Painted on a piece of ship's board, and displayed in the parish church, the work represents the Armada's crescent formation as a dragon - a beast recognisable to everyone at the time as diabolic.

The verses (detail below) compare the Spaniards to pharaoh's hosts¹: English propaganda frequently likened the English to the Israelites, and Elizabeth to Old Testament judges and prophet.

Spaine's proud Armado with great strength and power, Great Britain's state came gapeing to devour, This Dragon's guts, like Pharaos scattered hoast, Lay splitt and drowned upon the Irish coast. For of eight score save too ships sent from Spaine, But twenty-five scarce sound return'd again.

Spaine's proud Armado with great strength and power
Great Britain's state came gapeing to devour,
This Dragon's guts, like Pharaos scattered hoast,
Lay splitt and drowned upon the Irish coast.
For of eight score save too ships sent from Spaine
But twenty-five scarce sound return'd again.

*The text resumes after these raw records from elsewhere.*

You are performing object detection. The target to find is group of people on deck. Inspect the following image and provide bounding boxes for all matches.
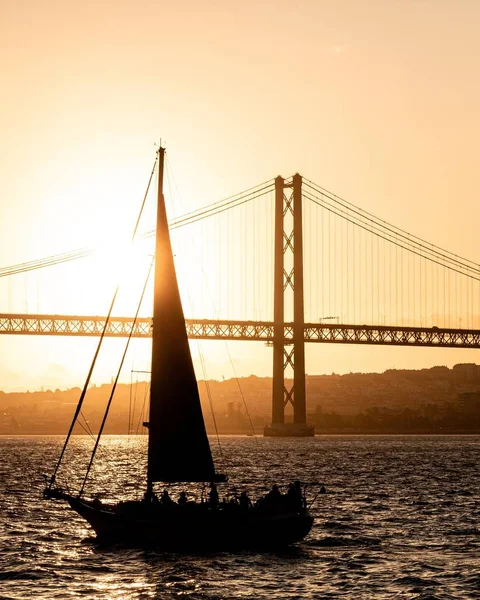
[152,481,306,512]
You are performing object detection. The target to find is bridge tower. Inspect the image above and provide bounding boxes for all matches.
[264,173,314,437]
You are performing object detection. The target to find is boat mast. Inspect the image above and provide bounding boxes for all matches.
[147,146,165,497]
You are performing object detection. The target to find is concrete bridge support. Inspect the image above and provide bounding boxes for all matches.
[264,173,314,437]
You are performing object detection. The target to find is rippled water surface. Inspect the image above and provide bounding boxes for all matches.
[0,436,480,600]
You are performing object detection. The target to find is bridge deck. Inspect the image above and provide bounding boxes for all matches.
[0,313,480,348]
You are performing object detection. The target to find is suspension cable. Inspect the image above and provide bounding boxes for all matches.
[78,258,153,498]
[49,154,158,489]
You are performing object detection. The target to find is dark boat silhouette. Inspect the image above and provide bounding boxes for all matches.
[44,148,313,551]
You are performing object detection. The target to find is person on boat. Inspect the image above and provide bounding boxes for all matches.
[287,481,303,511]
[208,481,218,507]
[239,491,252,510]
[160,490,174,506]
[266,484,282,503]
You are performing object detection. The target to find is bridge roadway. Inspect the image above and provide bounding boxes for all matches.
[0,313,480,348]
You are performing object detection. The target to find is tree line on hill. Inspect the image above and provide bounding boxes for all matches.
[0,364,480,435]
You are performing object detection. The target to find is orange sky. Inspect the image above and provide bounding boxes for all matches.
[0,0,480,389]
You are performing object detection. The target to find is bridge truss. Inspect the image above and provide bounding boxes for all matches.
[0,313,480,348]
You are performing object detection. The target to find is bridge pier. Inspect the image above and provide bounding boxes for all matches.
[264,173,315,437]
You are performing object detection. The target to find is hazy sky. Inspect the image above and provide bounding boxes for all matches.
[0,0,480,389]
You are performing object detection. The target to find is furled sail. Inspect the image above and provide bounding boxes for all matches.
[148,148,215,484]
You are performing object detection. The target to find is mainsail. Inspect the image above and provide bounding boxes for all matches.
[148,148,215,486]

Despite the inaccuracies of the painter's geography, the work is a reliable guide to the origins of some false conceptions. Here it demonises the enemy, and displays some of the misrepresentations that English tradition came to treat as fact. Also, the size of the Armada is exaggerated, and the Armada's losses wildly over-estimated. In reality, only 21 ships are known to have been lost on the coasts of Scotland and Ireland.

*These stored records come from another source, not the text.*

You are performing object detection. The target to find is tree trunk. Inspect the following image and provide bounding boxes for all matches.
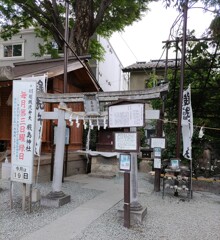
[70,0,93,55]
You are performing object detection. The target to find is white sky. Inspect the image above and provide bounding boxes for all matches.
[110,2,212,67]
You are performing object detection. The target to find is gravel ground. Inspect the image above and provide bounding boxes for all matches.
[0,174,220,240]
[0,181,102,240]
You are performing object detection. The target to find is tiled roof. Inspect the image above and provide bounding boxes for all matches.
[122,59,180,72]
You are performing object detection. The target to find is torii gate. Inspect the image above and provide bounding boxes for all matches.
[37,84,168,208]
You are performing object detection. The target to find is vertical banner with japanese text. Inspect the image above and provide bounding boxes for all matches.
[181,85,193,160]
[21,75,46,156]
[11,81,36,184]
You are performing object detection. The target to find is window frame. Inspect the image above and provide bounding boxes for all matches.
[0,41,24,61]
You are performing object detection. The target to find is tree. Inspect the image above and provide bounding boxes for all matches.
[0,0,151,58]
[158,32,220,174]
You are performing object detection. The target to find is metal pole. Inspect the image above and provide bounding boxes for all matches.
[176,0,188,158]
[124,172,130,228]
[63,1,69,93]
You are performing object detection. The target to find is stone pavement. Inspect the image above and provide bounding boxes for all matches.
[22,175,124,240]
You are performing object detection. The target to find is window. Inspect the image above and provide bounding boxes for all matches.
[4,44,22,57]
[0,41,24,60]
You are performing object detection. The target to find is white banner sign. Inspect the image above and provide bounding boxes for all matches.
[181,86,193,160]
[21,75,46,156]
[11,81,36,184]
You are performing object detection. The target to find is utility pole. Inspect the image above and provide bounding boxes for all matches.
[63,0,69,93]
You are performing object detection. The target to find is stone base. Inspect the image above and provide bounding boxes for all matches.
[88,172,116,179]
[40,192,71,207]
[118,207,147,224]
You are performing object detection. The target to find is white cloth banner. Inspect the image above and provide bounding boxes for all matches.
[181,85,193,160]
[21,75,46,156]
[11,80,36,184]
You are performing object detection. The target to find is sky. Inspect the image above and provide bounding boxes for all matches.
[110,2,213,67]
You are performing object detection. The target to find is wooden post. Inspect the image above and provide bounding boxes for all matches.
[52,109,66,192]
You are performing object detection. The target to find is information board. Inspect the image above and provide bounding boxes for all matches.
[108,103,144,128]
[114,132,138,152]
[119,154,131,171]
[150,138,166,149]
[11,81,36,184]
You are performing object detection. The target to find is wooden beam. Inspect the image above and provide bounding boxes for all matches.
[37,84,169,103]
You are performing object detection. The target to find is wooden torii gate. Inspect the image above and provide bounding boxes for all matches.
[37,84,168,206]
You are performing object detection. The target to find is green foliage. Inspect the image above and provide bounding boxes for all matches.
[164,29,220,162]
[0,0,150,60]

Even allowing for undocumented losses, a high proportion of the ships of the Armada - up to five-sixths of them - returned home. Most of the principal fighting ships escaped. In some ways, the outcome of the campaign left Spain stronger than before - the prodigious resources and shipbuilding capacity of the monarchy ensured that within a few years the lost ships had been replaced by better, stronger models, and much of the 'Spanish main' was refortified.

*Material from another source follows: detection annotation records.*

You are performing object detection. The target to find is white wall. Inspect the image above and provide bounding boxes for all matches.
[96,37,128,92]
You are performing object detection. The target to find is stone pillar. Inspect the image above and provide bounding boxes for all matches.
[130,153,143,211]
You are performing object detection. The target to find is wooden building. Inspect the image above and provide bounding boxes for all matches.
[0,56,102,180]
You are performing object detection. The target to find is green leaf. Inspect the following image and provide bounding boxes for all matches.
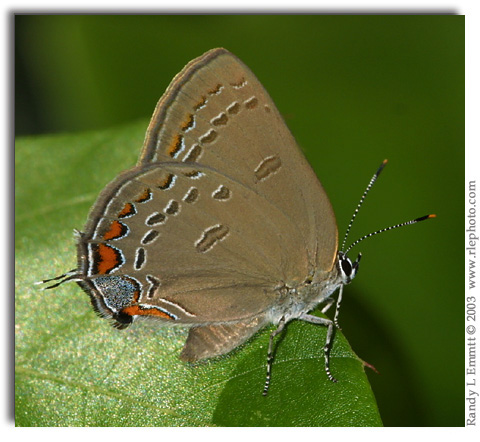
[15,122,382,426]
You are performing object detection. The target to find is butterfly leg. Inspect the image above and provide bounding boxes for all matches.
[298,314,337,382]
[332,285,343,330]
[322,298,335,314]
[263,318,285,396]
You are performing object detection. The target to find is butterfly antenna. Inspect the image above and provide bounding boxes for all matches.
[344,213,437,255]
[340,160,388,253]
[34,269,78,290]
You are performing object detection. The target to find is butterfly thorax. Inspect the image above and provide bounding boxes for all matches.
[269,265,345,324]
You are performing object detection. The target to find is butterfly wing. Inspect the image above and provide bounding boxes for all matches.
[139,49,338,272]
[78,49,337,360]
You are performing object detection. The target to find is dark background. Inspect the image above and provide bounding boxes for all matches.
[15,15,464,426]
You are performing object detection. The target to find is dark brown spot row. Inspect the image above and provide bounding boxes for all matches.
[157,173,175,190]
[208,83,223,95]
[183,187,198,204]
[167,134,183,158]
[245,97,258,109]
[117,203,137,218]
[183,144,202,163]
[193,96,207,111]
[145,212,166,226]
[195,224,229,253]
[210,112,228,126]
[141,230,160,245]
[255,156,282,181]
[165,200,180,215]
[200,129,218,144]
[230,77,247,89]
[212,186,230,200]
[135,187,152,203]
[183,170,201,178]
[227,101,240,115]
[180,114,195,132]
[147,275,160,299]
[134,247,146,270]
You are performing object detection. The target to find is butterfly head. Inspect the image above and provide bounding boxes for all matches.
[338,252,362,284]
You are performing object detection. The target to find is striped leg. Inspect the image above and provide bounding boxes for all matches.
[332,284,343,330]
[299,314,337,382]
[263,318,285,396]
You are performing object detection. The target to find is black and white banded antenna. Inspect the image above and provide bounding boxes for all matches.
[340,160,437,261]
[340,160,388,254]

After the Armada, Spain's record of victories at sea continued, and was not seriously reversed until the 1630s. English successes at sea, by contrast, became rare. Spain even launched more Armadas (in 1596 and 1597); but the weather continued to protect Britain against them.

Footnote
¹ The army of the Pharaoh of Egypt that pursued Moses and the Israelites out of Egypt. The Book of Exodus refers to the Red Sea parting, enabling the people of Israel to cross. When the Pharaoh and his army came after them, the sea closed over them, drowning them.